Hummmhh ... lama sekali aku tidak merasakan suasana seperti ini setelah lama tinggal di Ibukota. Hidup sebagai anak kost, yang sehari-harinya disibukan dengan bekerja sebagai pelayan, membuat aku lupa rasanya menikmati santai. Namun hari ini, di sini, di kampung halaman, aku bukan sedang liburan. Melainkan hanya ingin menyelesaikan urusan. Sebuah keuntungan besar, majikanku memberiku izin cuti panjang. Memang, selama dua tahun kebelakang, aku tidak bisa pulang. Alasannya sebab pandemi yang kisahnya tak kunjung usai. Menyedihkan.
Aku menarik napas dalam-dalam, lalu menghembuskannya secara perlahan. Rumit sekali masalahku ini. Bagi sebagian orang mungkin akan mudah mengambil keputusannya. Tanpa mempertimbangkan hal lain, aku juga bisa sebenarnya. Susah memang mempunyai karakter pemikir. Ah, atau mungkin memang sudah ada pada masanya saja. Semua orang juga pasti ada di titik ini, di titik serumit ini mempertimbangkan masalah. Tidak pernah terpikirkan memang jika aku telah sampai pada titik sebuah pendewasaan. Semua berawal sejak masa sekolahku.
****
Sebuah jam weker berbunyi cukup nyaring. Aku sadar ini sudah jam lima subuh. Tapi aku malas beranjak dari tempat tidur untuk sekadar mematikan jam weker yang biasa Ayah taruh di atas nakas. Kebiasaan. Padahal semalam sebelum aku terlelap tidur, aku sembunyikan jam weker itu di bawah bantal. Selalu saja Ayah tahu, dan akan Ayah pindahkan. Bodo amat ah, aku malas bangun. Masih ngantuk. Tapi lama-lama semakin mengganggu saja suara nyaringnya. Ini sempurna membuat kantuk ku hilang—memang, tapi berubah menjadi kesal.

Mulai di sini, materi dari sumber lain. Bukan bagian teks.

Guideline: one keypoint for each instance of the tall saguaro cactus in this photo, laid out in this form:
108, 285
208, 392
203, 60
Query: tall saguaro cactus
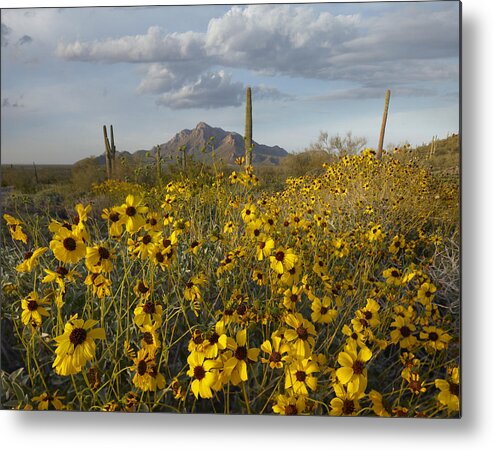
110, 152
384, 123
248, 128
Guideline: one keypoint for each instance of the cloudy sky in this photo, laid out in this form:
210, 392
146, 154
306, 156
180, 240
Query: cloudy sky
153, 71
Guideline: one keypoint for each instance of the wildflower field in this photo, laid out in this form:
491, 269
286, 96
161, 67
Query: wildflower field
335, 295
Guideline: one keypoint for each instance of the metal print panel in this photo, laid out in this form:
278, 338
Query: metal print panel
232, 209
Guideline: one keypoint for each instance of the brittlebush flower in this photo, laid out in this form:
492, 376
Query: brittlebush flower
32, 310
283, 260
449, 390
435, 338
264, 247
346, 403
148, 313
68, 246
289, 405
99, 259
299, 376
393, 277
276, 351
378, 404
300, 335
322, 311
236, 365
15, 228
76, 345
353, 366
204, 374
31, 260
132, 213
403, 333
46, 400
144, 366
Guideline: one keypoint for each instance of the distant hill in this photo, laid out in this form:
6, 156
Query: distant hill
202, 140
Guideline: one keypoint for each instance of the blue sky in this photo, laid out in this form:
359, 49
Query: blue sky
152, 71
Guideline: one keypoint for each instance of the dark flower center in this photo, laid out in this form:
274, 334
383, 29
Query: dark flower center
433, 336
241, 352
275, 357
149, 308
32, 305
78, 336
291, 410
103, 253
70, 244
405, 331
61, 271
302, 333
454, 388
358, 367
280, 256
198, 372
148, 338
198, 339
415, 386
348, 407
141, 367
142, 288
214, 338
300, 376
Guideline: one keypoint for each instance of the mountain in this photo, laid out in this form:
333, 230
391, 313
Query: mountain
227, 146
201, 141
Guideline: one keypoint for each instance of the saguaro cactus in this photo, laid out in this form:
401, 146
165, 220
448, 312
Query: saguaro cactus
384, 123
110, 152
248, 128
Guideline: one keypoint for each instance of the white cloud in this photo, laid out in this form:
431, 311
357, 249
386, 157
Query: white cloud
391, 50
211, 90
153, 46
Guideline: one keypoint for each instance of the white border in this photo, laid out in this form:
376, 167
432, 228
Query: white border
92, 430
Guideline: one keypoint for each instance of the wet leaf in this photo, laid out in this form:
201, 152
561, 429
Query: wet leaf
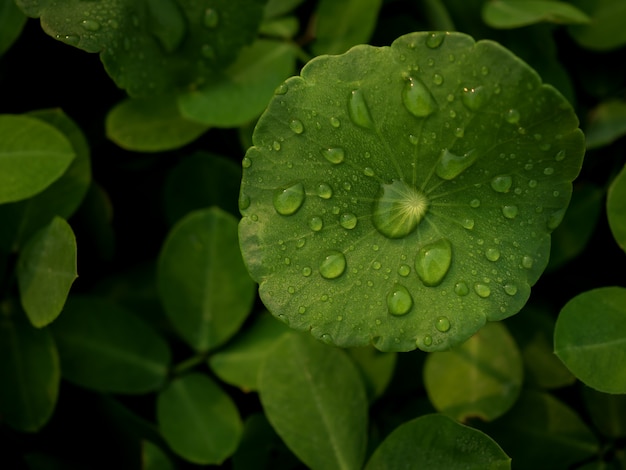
411, 188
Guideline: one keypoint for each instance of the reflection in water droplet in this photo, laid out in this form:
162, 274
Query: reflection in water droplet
417, 98
433, 262
442, 324
450, 165
333, 265
399, 300
502, 183
334, 155
287, 201
399, 209
358, 110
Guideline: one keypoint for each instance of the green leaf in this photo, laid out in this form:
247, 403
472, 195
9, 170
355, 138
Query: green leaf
33, 154
151, 125
480, 378
107, 348
616, 208
542, 432
201, 180
238, 363
198, 420
405, 184
23, 218
155, 46
46, 270
241, 92
202, 281
314, 398
590, 338
12, 21
518, 13
605, 30
436, 441
341, 24
29, 372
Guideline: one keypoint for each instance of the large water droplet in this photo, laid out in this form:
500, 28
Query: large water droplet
450, 165
287, 201
358, 110
418, 99
399, 209
433, 262
399, 300
334, 155
333, 265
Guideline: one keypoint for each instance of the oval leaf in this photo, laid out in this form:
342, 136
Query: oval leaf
481, 378
590, 338
46, 270
33, 154
202, 281
107, 348
404, 184
198, 420
314, 398
436, 441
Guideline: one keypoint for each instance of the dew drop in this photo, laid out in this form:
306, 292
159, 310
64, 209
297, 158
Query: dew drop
399, 300
333, 265
348, 221
432, 262
399, 209
334, 155
502, 183
442, 324
287, 201
450, 165
418, 99
359, 111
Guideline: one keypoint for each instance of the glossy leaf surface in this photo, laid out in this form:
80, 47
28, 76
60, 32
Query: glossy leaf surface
590, 338
315, 400
202, 281
404, 195
436, 441
46, 270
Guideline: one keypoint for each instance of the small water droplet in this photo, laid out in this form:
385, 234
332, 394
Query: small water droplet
333, 265
442, 324
287, 201
348, 221
474, 98
399, 209
433, 262
399, 300
450, 165
418, 99
334, 155
211, 18
359, 111
502, 183
296, 126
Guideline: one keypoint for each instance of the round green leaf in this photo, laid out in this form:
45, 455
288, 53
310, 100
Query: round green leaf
404, 195
616, 208
151, 125
590, 338
198, 420
33, 154
46, 270
107, 348
314, 398
202, 281
29, 372
480, 378
436, 441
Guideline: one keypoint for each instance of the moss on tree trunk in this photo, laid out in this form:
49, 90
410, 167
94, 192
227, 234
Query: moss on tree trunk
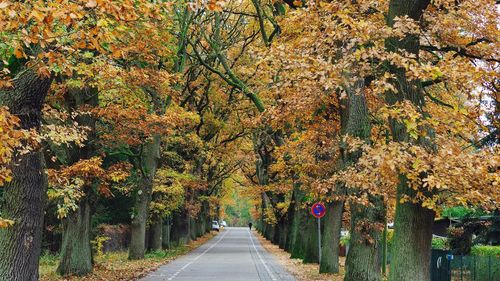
76, 254
25, 196
330, 239
412, 239
311, 251
143, 197
155, 235
363, 262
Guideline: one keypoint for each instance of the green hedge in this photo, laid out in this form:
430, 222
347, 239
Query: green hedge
482, 250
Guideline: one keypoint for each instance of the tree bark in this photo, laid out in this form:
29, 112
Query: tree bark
330, 239
299, 244
311, 251
362, 263
24, 197
166, 233
413, 224
156, 235
76, 253
412, 241
363, 260
141, 206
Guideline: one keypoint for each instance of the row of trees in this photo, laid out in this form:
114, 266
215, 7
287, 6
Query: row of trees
386, 110
382, 109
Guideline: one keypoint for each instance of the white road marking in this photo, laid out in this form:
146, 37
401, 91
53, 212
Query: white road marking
195, 259
261, 259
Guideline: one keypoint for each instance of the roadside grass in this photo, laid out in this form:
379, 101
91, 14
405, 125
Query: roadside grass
301, 271
115, 266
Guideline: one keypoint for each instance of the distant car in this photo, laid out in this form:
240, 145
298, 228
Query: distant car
215, 226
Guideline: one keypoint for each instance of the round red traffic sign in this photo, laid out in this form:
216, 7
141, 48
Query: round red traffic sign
318, 210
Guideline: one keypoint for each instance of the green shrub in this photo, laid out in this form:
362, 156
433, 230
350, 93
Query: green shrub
439, 243
483, 250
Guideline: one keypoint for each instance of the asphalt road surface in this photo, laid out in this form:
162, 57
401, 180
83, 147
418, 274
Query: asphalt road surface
235, 254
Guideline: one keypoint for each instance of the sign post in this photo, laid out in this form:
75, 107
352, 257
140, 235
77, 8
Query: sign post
318, 210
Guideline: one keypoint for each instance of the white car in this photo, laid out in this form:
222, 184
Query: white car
215, 226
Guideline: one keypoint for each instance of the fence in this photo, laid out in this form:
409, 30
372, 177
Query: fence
447, 267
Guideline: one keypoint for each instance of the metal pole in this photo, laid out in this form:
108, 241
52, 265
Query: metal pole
384, 249
319, 240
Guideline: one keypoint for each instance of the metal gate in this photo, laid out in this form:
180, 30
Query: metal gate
440, 266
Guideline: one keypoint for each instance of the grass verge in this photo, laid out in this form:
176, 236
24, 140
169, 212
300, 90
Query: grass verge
301, 271
116, 266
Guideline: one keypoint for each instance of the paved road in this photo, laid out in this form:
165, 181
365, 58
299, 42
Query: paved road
235, 254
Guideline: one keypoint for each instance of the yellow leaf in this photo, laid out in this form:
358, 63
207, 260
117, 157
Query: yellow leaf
4, 4
91, 4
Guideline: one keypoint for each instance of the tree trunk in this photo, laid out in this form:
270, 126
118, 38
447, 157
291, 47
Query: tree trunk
412, 239
76, 253
311, 251
25, 196
180, 230
330, 239
363, 260
362, 263
299, 245
166, 233
141, 206
156, 235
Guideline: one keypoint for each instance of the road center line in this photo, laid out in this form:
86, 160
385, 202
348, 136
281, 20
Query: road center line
261, 259
199, 256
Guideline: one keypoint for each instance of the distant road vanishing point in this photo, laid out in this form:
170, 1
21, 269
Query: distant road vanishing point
233, 255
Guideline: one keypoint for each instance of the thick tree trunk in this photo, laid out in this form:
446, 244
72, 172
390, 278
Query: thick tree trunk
311, 251
141, 206
362, 263
363, 260
294, 219
76, 254
300, 226
330, 239
413, 224
166, 233
156, 235
180, 230
412, 241
139, 220
24, 197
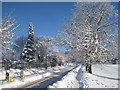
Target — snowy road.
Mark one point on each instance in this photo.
(49, 81)
(104, 76)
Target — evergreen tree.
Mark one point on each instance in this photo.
(28, 54)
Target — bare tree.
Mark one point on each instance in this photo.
(92, 31)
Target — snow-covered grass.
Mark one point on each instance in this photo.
(104, 76)
(33, 74)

Aku menyerah. Aku memaksa badanku untuk bangkit akhirnya. Aku menyibak selimut, dan duduk di ranjang. Beberapa detik aku menatap jam weker kuning itu. Ingin rasanya melemparnya dengan bantal. Dengan rasa kesal, dan malas, aku turunkan egoku. Aku beranjak dari tempat tidurku, berjalan menghampiri jam weker itu.
“Teteh! Langsung ke kamar mandi, Teh. Ambil air wudhu,” seru Ayah di ruang tengah, menyadari jam weker di kamarku berhenti berdering. Artinya aku sudah bangun.
Aku memutar bola mataku ke atas—sedikit sebal pada Ayah. “Iya, Yaaah,” sahutku malas.
Aku menyibak gorden yang menutupi ruang kamarku. Ya, hanya tirai gorden sebagai penutupnya di setiap kamar di rumah ini. Ada tiga kamar. Kamarku, kamar Ayah, dan Ibu. Lalu kamar Kakak, yang tidur berdua dengan adik laki-laki ku. Usianya baru 11 tahun.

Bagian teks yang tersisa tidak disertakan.